RANGOUN : Des dizaines de milliers de Birmans manifestaient de nouveau dimanche, malgré la censure d'internet et les arrestations, contre le coup d'Etat militaire qui a renversé Aung San Suu Kyi en début de semaine.
Les manifestants prévoyaient de se retrouver devant l'hôtel de ville, mais l'accès à la zone a été bloqué par des barricades et plusieurs groupes défilaient dans la ville où des policiers anti-émeutes ont été déployés en nombre. Aucun affrontement n'a été rapporté.
"Nous continuerons à nous rassembler jusqu'à ce que nous obtenions la démocratie. A bas la dictature", a déclaré Myo Win, 37 ans, sous un concert de coups de klaxons.
"La dictature est enracinée dans notre pays depuis trop longtemps", a déploré Myat Soe Kyaw. La Birmanie a déjà vécu près de 50 ans sous le joug de l'armée depuis son indépendance en 1948.
Non loin de là, des contestataires brandissaient des pancartes: "Respectez notre vote", "libérez Mother Suu", en référence à Aung San Suu Kyi. D'autres agitaient des drapeaux aux couleurs de son parti, la Ligue nationale pour la démocratie (LND), et faisaient le salut à trois doigts, un geste de résistance.
Malgré la peur, dans un pays habitué aux répressions sanglantes comme en 1988 et 2007, des habitants sont de nouveau sortis dans les rues aux premières heures de la journée pour "chasser les démons", les militaires, en tapant sur des casseroles.
Un autre rassemblement se tenait à Mandalay (centre). "Nous ne pouvons accepter ce coup d'Etat totalement illégal", a relevé à l'AFP Win Mya Mya, un député de la région.
Samedi, des dizaines de milliers de personnes avaient déjà manifesté dans plusieurs villes pour condamner le putsch du 1er février qui a mis un terme à une fragile transition démocratique de dix ans. Les militaires ont instauré l'état d'urgence pour un an, arrêté Suu Kyi, cheffe de facto du gouvernement civil, et d'autres responsables de la LND.
"Nos héros"
Malgré les ordres de blocage d'internet et des réseaux sociaux par l'armée, le rassemblement de dimanche à Rangoun était retransmis en ligne sur Facebook où les messages de soutien affluaient: "Vous êtes nos héros", "Respect aux manifestants".
Les outils de communication restaient très perturbés.
Internet fonctionne seulement "à 14% de ses niveaux habituels", "les coupures touchent l'ensemble du pays", a fait savoir l'ONG spécialisée Netblocks.

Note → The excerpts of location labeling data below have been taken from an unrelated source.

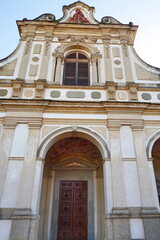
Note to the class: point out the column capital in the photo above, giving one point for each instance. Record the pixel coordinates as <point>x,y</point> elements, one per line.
<point>9,122</point>
<point>137,126</point>
<point>35,123</point>
<point>113,125</point>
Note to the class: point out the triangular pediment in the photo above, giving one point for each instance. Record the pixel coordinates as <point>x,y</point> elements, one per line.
<point>75,163</point>
<point>79,13</point>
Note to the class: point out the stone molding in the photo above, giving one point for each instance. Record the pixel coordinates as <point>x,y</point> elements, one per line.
<point>17,213</point>
<point>16,159</point>
<point>17,87</point>
<point>9,122</point>
<point>129,159</point>
<point>134,212</point>
<point>39,85</point>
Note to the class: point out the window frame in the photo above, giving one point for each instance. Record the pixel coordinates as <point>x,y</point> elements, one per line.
<point>77,61</point>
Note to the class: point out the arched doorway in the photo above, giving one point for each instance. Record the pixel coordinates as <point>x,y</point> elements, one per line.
<point>156,164</point>
<point>73,164</point>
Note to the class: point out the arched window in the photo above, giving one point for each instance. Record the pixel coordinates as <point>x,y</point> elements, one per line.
<point>156,164</point>
<point>76,70</point>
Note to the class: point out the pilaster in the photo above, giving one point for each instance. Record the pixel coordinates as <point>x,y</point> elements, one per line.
<point>25,228</point>
<point>143,166</point>
<point>5,146</point>
<point>126,58</point>
<point>108,65</point>
<point>119,198</point>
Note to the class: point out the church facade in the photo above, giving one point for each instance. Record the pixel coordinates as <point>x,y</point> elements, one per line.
<point>79,132</point>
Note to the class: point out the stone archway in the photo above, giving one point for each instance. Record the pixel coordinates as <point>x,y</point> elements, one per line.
<point>72,158</point>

"Les généraux tentent de paralyser le mouvement citoyen de résistance et de laisser le monde extérieur dans l'ignorance", a déploré Tom Andrews, rapporteur spécial de l'ONU sur les droits de l'homme en Birmanie.
Les arrestations se poursuivent. Plus de 160 personnes ont été interpellées, selon l'Association d' assistance aux prisonniers politiques, basée à Rangoun.
Un conseiller économique de l'ex-dirigeante de 75 ans, l'Australien Sean Turnell, était retenu dans son hôtel.
"Je suis actuellement détenu et peut-être accusé de quelque chose", a déclaré samedi à la BBC ce professeur de l'Université Macquarie en Australie. Il s'agit de la première arrestation connue d'un ressortissant étranger depuis le putsch.
Adulée
Aung San Suu Kyi, très critiquée il y a encore peu par la communauté internationale pour sa passivité dans la crise des musulmans rohingyas, reste adulée dans son pays.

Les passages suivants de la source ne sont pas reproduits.